Publié le 2 Août 2013 par Loueckhote Simon in Presse - Communiqués - Allocutions

Journaliste : Thierry Santa, le secrétaire général du Rassemblement UMP, bonjour.

Thierry Santa : Bonjour.

Journaliste : Merci d'avoir accepté cette invitation. Le 8 août, les élus du Congrès doivent procéder au renouvellement du président et du bureau du Congrès. Gérard Poadja a annoncé sa candidature à sa propre succession, la semaine dernière. Simon Loueckhote l'a annoncée, hier, et il l'a fait en présence du président et de plusieurs élus du Rassemblement UMP, d'élus du LMD et d'élus de l'Avenir ensemble.
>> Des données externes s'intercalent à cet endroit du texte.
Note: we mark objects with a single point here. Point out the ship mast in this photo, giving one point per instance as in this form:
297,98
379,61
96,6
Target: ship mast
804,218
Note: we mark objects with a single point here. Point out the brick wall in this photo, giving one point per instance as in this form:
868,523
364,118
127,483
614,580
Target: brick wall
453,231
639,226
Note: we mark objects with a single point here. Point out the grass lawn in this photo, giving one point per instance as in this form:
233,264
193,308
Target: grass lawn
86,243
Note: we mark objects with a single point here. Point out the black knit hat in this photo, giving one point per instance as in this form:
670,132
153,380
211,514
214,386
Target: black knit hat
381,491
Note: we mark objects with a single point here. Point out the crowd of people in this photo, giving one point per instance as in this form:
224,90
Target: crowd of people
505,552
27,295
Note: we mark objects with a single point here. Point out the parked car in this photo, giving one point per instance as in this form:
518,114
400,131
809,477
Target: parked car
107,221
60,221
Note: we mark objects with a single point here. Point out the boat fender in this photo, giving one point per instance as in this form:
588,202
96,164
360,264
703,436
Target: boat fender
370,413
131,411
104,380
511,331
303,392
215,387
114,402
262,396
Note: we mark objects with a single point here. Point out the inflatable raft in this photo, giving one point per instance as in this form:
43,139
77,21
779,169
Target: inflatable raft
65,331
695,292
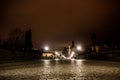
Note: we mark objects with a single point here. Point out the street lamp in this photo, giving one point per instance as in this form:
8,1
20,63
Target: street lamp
46,48
79,48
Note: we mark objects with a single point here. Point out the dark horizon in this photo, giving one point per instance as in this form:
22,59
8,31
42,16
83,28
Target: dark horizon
57,23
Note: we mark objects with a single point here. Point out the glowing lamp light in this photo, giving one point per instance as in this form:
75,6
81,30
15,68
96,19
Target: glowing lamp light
56,52
79,48
46,48
72,54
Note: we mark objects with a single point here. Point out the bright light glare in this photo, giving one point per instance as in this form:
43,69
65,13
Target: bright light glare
46,48
72,54
79,48
56,52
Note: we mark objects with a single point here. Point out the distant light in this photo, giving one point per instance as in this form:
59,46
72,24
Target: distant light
46,48
72,54
56,52
79,48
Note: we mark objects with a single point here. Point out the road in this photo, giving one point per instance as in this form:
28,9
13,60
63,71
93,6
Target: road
60,70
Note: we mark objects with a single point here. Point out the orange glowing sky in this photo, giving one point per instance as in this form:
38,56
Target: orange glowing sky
59,21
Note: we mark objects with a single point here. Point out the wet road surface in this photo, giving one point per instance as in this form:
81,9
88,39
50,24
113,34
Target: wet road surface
60,70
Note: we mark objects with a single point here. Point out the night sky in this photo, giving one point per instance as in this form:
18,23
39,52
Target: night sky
58,22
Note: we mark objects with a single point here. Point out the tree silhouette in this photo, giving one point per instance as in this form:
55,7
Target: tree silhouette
16,38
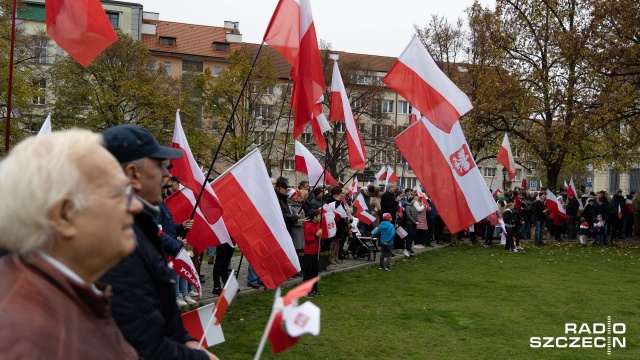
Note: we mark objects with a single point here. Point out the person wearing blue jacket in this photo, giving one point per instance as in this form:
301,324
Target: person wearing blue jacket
387,232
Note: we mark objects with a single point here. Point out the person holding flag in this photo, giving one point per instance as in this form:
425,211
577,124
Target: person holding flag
143,302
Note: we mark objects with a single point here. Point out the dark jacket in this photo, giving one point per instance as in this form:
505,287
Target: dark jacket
144,301
170,232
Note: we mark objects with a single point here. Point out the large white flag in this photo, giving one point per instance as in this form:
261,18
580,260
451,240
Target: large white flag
443,163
Ça veut dire qu'il n'y aura pas de candidat unique des non-indépendantistes, le 8 août ?

 

Thierry Santa : Effectivement, et nous le déplorons, malgré les démarches que Simon Loueckhote a engagées auprès de tous les partis loyalistes en organisant une réunion mardi matin, pour justement discuter ensemble d'un choix d'un candidat unique. Tout le monde est venu, sauf Calédonie ensemble, et donc, on ne peut que le déplorer, effectivement.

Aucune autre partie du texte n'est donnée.